The mechanism by which IFN-RBV may improve overall survival, even though viral eradication is not achieved, is unclear. One possibility is that IFN may act in ways that are not directly related to its antiviral efficacy, in particular, through its immunomodulatory activity (24). Another possibility is that treatment leads to a reduction of liver inflammation and delays the natural course of the infection. This is supported by the fact that in our study, treated patients with a virological or a biochemical response had better overall survival than treated patients without a virological or a biochemical response. This result, consistent with the results of similar studies previously reported in the literature (21, 25, 26), reinforces the hypothesis that survival is causally related to the effect of treatment and that the better survival observed in non-SVR patients than untreated patients is not due to a bias of indication.

Here we observed that, after a delay of approximately 50 months, no death occurred in the non-SVR patients and the overall survival between non-SVR and untreated patients tended to be parallel after that delay (Fig. 1). This may suggest that a 3- to 4-year interval between two treatment courses may be relevant in order to maintain the protective effect of treatment.

In conclusion, IFN-RBV treatment, even if it does not lead to an SVR, was found to improve the overall survival in naive patients with advanced fibrosis. Further studies will be needed to evaluate whether this effect is IFN specific or also exists in the new era of IFN-free treatment.

Supplementary Material

Supplemental material

supp_59_2_803__index.html^{(920B, html)}

ACKNOWLEDGMENTS

We all performed the analysis and wrote the manuscript.

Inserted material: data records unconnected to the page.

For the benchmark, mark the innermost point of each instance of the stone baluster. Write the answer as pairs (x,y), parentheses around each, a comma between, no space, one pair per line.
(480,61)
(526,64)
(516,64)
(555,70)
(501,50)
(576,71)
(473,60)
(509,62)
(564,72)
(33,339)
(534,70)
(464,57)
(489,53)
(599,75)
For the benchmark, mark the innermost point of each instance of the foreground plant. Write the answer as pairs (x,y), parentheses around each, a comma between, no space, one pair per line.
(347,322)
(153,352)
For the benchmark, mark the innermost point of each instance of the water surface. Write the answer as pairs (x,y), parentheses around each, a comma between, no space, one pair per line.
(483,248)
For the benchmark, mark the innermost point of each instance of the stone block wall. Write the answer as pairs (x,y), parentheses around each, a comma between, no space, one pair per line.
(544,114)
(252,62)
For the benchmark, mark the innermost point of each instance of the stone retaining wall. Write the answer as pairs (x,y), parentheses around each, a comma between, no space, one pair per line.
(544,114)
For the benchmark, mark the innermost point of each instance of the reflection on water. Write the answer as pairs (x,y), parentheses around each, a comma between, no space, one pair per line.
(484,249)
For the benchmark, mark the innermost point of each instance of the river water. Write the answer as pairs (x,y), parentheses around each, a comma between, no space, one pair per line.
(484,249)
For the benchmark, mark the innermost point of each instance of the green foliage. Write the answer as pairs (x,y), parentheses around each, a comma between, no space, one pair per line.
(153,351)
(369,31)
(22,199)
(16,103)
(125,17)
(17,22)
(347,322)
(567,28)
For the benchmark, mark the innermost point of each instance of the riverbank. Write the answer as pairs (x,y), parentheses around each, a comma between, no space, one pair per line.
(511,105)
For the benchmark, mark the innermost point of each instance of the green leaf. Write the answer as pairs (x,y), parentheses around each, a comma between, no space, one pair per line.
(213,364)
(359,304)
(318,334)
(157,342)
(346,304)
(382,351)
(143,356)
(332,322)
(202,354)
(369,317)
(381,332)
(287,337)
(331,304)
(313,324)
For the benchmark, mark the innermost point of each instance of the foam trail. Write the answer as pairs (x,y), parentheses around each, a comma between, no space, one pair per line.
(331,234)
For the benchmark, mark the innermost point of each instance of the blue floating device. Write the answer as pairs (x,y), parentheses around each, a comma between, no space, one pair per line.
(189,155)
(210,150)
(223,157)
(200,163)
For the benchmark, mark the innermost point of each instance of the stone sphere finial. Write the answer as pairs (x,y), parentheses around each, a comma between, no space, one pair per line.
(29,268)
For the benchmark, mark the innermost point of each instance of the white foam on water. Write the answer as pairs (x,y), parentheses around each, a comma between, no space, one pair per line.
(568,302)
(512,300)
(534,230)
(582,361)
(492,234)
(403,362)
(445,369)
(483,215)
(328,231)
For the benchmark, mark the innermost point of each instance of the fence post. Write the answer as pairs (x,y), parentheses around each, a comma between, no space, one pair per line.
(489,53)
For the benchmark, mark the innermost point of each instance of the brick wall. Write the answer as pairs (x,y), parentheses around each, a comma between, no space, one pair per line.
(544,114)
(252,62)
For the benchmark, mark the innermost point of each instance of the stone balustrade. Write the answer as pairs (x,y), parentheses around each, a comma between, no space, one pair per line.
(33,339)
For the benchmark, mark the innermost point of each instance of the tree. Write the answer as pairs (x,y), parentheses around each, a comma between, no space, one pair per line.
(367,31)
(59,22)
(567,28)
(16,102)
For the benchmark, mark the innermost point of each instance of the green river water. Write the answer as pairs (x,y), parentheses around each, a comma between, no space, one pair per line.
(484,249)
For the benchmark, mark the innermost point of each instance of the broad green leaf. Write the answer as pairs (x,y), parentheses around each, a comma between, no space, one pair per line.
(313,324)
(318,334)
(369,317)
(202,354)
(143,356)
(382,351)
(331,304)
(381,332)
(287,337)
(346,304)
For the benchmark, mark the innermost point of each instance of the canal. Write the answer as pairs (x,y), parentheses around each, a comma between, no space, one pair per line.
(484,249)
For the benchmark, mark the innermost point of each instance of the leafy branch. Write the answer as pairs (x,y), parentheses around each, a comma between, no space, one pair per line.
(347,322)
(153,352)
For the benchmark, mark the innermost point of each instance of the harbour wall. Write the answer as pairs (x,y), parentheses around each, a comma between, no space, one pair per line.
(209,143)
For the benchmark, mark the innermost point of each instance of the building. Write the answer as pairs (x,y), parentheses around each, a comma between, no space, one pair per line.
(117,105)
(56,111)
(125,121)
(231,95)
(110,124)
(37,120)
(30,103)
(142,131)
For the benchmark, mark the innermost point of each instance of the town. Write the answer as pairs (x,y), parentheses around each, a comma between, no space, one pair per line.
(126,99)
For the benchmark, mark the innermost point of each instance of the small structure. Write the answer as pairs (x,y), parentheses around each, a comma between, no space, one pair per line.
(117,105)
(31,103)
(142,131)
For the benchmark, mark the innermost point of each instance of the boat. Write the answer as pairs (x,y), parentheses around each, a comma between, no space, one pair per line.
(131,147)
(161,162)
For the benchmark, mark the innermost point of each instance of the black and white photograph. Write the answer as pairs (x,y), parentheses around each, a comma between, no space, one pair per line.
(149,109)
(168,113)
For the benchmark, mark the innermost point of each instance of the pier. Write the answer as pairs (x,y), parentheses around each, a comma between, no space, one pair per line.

J.G. has consulted for Gilead Sciences. P.M. has been a consultant or lecturer for Roche, Schering Plough, Novartis, Gilead Sciences, BMS, MSD, Vertex, Tibotec, Biolex, and Zymmogenetics and has received grants from Gilead Sciences, Roche, and Schering Plough. None of the other authors has any conflict of interest to declare.

Footnotes

Supplemental material for this article may be found at http://dx.doi.org/10.1128/AAC.04027-14.

REFERENCES

1.Lavanchy D. 2009. The global burden of hepatitis C. Liver Int 29(Suppl 1):S74–S81. doi: 10.1111/j.1478-3231.2008.01934.x. [DOI] [PubMed] [Google Scholar]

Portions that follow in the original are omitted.